Beberapa anggota parlemen ragu-ragu dengan keputusan itu dan menyebutnya “tidak menyenangkan” dan “tidak nyaman” karena ada sedikit risiko orang sakit tidak tinggal di rumah selama pemungutan suara. Sebelum pemungutan suara, Ketua Riksdag memanggil para pemimpin Parlemen untuk setiap partai Swedia untuk membahas bagaimana pemungutan suara akan berlangsung.
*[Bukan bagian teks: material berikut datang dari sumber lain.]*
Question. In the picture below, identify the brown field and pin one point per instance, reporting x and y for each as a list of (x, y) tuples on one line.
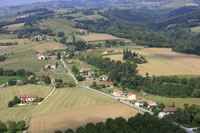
[(49, 46), (162, 61), (14, 25), (98, 37), (79, 117)]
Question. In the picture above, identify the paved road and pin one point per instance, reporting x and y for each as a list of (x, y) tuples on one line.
[(188, 130), (69, 71)]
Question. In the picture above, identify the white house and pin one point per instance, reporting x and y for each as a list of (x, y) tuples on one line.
[(40, 57), (50, 66), (149, 102), (103, 77), (131, 96), (117, 93), (26, 98), (84, 68)]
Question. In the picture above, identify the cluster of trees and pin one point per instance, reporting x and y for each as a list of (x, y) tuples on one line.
[(139, 123), (128, 55), (2, 58), (190, 115), (8, 44), (12, 126), (13, 102)]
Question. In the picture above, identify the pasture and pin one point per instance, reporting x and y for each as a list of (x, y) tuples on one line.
[(19, 113), (163, 61), (98, 37), (41, 48), (196, 29), (74, 107)]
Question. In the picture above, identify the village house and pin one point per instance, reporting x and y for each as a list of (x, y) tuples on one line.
[(90, 50), (149, 102), (103, 78), (84, 68), (40, 57), (27, 98), (117, 93), (167, 111), (130, 96), (109, 85), (50, 66), (53, 57), (69, 61)]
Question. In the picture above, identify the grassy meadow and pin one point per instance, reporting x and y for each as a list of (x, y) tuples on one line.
[(19, 113)]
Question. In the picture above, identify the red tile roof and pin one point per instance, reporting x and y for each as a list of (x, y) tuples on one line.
[(170, 109), (29, 96), (108, 83)]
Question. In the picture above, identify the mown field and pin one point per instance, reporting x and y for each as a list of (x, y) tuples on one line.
[(19, 113), (98, 37), (74, 107), (162, 61)]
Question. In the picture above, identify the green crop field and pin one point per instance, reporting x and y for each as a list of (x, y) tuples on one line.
[(4, 79), (19, 113), (65, 99)]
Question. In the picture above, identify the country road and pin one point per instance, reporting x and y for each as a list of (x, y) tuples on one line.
[(188, 130)]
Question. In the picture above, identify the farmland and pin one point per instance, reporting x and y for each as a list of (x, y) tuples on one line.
[(18, 113), (97, 37), (162, 61), (74, 107)]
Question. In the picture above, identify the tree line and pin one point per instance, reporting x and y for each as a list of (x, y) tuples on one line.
[(145, 123)]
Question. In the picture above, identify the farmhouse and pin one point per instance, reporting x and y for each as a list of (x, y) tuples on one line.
[(149, 102), (26, 98), (103, 78), (110, 51), (50, 66), (166, 111), (40, 57), (53, 57), (117, 93), (84, 68), (90, 50), (109, 85), (69, 61), (130, 96)]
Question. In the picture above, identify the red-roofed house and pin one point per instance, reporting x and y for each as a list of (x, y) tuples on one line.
[(26, 98), (109, 85), (170, 110), (40, 57), (90, 50), (149, 102), (69, 61), (117, 93), (84, 68)]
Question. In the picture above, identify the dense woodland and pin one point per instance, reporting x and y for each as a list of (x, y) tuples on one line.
[(154, 31), (125, 74), (140, 123)]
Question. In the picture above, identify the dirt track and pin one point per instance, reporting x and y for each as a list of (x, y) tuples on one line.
[(79, 117)]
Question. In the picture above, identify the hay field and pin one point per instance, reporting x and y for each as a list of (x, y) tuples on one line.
[(79, 117), (49, 46), (19, 113), (162, 61), (97, 37), (65, 99)]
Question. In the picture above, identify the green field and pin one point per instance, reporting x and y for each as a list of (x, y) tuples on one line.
[(19, 113), (4, 79), (65, 99)]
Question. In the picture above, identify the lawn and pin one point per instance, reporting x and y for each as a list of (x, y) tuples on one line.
[(162, 62), (4, 79), (19, 113)]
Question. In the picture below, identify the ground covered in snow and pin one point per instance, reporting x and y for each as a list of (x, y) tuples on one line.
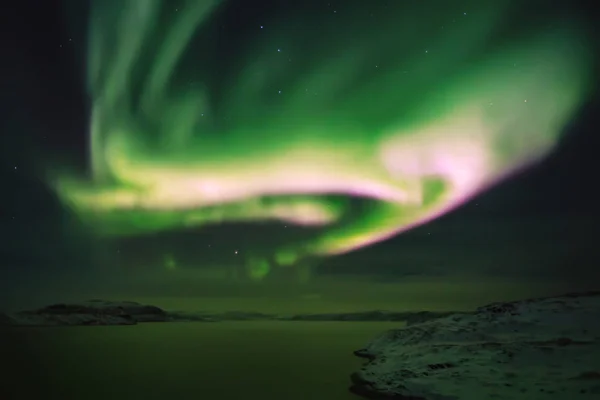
[(546, 348)]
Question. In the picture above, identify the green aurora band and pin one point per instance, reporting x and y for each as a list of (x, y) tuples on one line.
[(417, 117)]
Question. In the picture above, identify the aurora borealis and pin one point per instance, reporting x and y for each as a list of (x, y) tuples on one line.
[(417, 118)]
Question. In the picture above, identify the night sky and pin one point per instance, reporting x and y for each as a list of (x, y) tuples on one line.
[(250, 59)]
Johan Carlson, direktur jenderal Badan Kesehatan Masyarakat Swedia mengatakan bahwa strategi yang diajukan telah dipikirkan dengan matang dan masuk akal untuk acara tersebut. Riksdag Swedia sebelumnya memiliki rekomendasi untuk mengenakan masker wajah di dalam gedung, namun rekomendasi ini dihapuskan pada 14 Juni 2021 dan mulai berlaku pada 18 Juni 2021. Untuk pemungutan suara pada 21 Juni 2021, rekomendasi itu diberlakukan sekali lagi untuk sementara.

Baca Juga : Kejamnya Politik Ala Bush

Pemungutan suara berlangsung pada 21 Juni 2021 pukul 10:00 (CEST), dan mayoritas anggota parlemen memilih ya untuk menggulingkan Löfven. Ini adalah pertama kalinya Perdana Menteri Swedia kehilangan mosi percaya di Riksdag Swedia. Löfven sekarang memiliki waktu satu minggu untuk mengundurkan diri atau mengumumkan pemilihan cepat.

Jika Löfven mengundurkan diri, Ketua Riksdag, Andreas Norlén harus mencari kandidat untuk posisi Perdana Menteri yang dapat didukung oleh mayoritas Riksdag Swedia. Jika Löfven memutuskan untuk mendeklarasikan pemilihan cepat, itu harus dilakukan dalam tiga bulan ke depan dan pemilihan lokal masih akan berlangsung pada 2022. Löfven masih akan menjadi Perdana Menteri sementara sampai pemerintahan baru dapat ditunjuk.